2 de fev. de 2010

Neuroses e egocentrismo em "Celebridades"

Há quem diga que o ápice da carreira de Woody Allen esteja localizado na década de 70, época em que ele lançou "Noivo neurótico, noiva nervosa" e "Manhattan", clássicos indiscutíveis. O que foi produzido pelo diretor nas décadas seguintes, especialmente a de 90, costuma ser tratado como parte marginal de sua obra.
Mas o fato é que os filmes dirigidos por Allen nesse período também têm, sim, o seu valor. É o que se pode afirmar de "Celebridades", longa com o qual ele prossegue em sua inteligente abordagem do comportamento humano e das inseguranças de cada um de nós debaixo de muito senso de humor. Humor não apreciado por todos, é verdade. Mas não é de maiorias que o cinema de Woody Allen sobrevive.

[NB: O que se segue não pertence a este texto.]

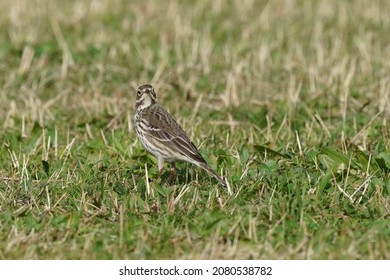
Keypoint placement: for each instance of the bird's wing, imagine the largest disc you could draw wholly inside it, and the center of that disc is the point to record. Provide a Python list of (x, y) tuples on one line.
[(167, 131)]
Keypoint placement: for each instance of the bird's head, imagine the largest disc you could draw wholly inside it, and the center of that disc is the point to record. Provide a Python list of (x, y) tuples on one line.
[(146, 96)]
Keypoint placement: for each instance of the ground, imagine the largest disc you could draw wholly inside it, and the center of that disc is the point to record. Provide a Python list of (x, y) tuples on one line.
[(289, 100)]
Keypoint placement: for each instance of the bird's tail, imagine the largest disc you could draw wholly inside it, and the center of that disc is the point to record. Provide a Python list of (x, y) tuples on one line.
[(208, 169)]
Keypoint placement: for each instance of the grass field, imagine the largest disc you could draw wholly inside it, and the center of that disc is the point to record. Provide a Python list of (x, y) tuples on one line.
[(290, 100)]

Aqui, ele flagra os percalços enfrentados por um protagonista que, surpreendentemente (!), não é interpretado por sua porção ator. Trata-se de Kenneth Branagh, que vive Lee Simon, um repórter que se separa da mulher, vivida por Judy Davis, e busca trilhar novos caminhos para desvencilhar sua trajetória da dela. Logo, ele se empolga com as mil possibilidades que se lhe abrem nessa nova caminhada. É fato notório que Brannagh assume para si a persona alleniana, incorporando trejeitos típicos do diretor, como se fosse ele próprio em cena. Aqui reside um dos argumentos dos detratores de Allen para classificá-lo como egocêntrico. Seja como for, não interessa encontrar as razões que o levam a isso, mas apreciar mas esse apaixonante exercício de estilo do cineasta, que volta a usar fotografia em preto e branco, e também um elenco estelar. Essa era a tendência que ele vinha demonstrando desde "Todos dizem eu te amo" (1996), e que se encerraria por ali.
Quem conhece um pouco do universo do diretor vai encontrar, como de hábito em seus filmes, muita verborragia, traduzida num tipo de humor muito rebuscado, que não se firma em piadas óbvias, e lida o tempo todo com temas ousados ou até polêmicos, mas também universais. O público encontra em "Celebridades" a afetação dos ricos e famosos, com todas as suas neuroses e inseguranças. Os personagens não apresentam um perfil heroico, irrepreensível, mas exteriorizam sua inquietude com o que são e com a maneira como vivem. Alguns tipos são facilmente reconhecidos no mundinho dos astros e aspirantes a tal posto, e que, no filme, são personificados com grande talento por nomes como Melanie Griffith (há tempos longe de um grande papel) e Leonardo DiCaprio. A dobradinha formada por eles, nos papéis de amantes, rende cenas tanto hilárias quanto reflexivas. Griffith dá vida a uma atriz em ascensão que passa por Lee, e está interessada em toda a visibilidade que a fama pode trazer para ela. DiCaprio, por sua vez, se sai muito bem como um sujeito rufião, que impõe sua virilidade à custa de muita violência. Qualquer semelhança como jovens atores cheios de empáfia que pipocam diariamente nas revistas de fofoca não terá sido mera coincidência...
Com um elenco tão numeroso, Allen consegue construir uma ampla galeria de personagens, e há espaço inclusive para modelos cheias de beleza, mas conteúdo, nem tanto. É quando surge Charlize Theron, linda, como uma das "figuras públicas" com as quais o protagonista se envolve. A parceria entre Allen e Theron ainda renderia "O escorpião de jade", três anos depois. O que parece mover o tempo todo esse personagem é a busca por um lugar no mundo, característica sintomática na obra de Allen. Como homem, ele quer estar encaixado em alguma prateleira , e, como artista, entender seu verdadeiro papel. Como é comum com cineastas de grande talento, na filmografia de Allen há uma temática recorrente, conhecida com facilidade. A graça não está em ser sempre original, mas em tratar de um mesmo assunto por meio de diversas abordagens. Nada mais é do que olhar o velho como se fosse novo. A viagem pelo universo mágico que é o cinema, então, torna-se mais importante do que a chegada propriamente dita.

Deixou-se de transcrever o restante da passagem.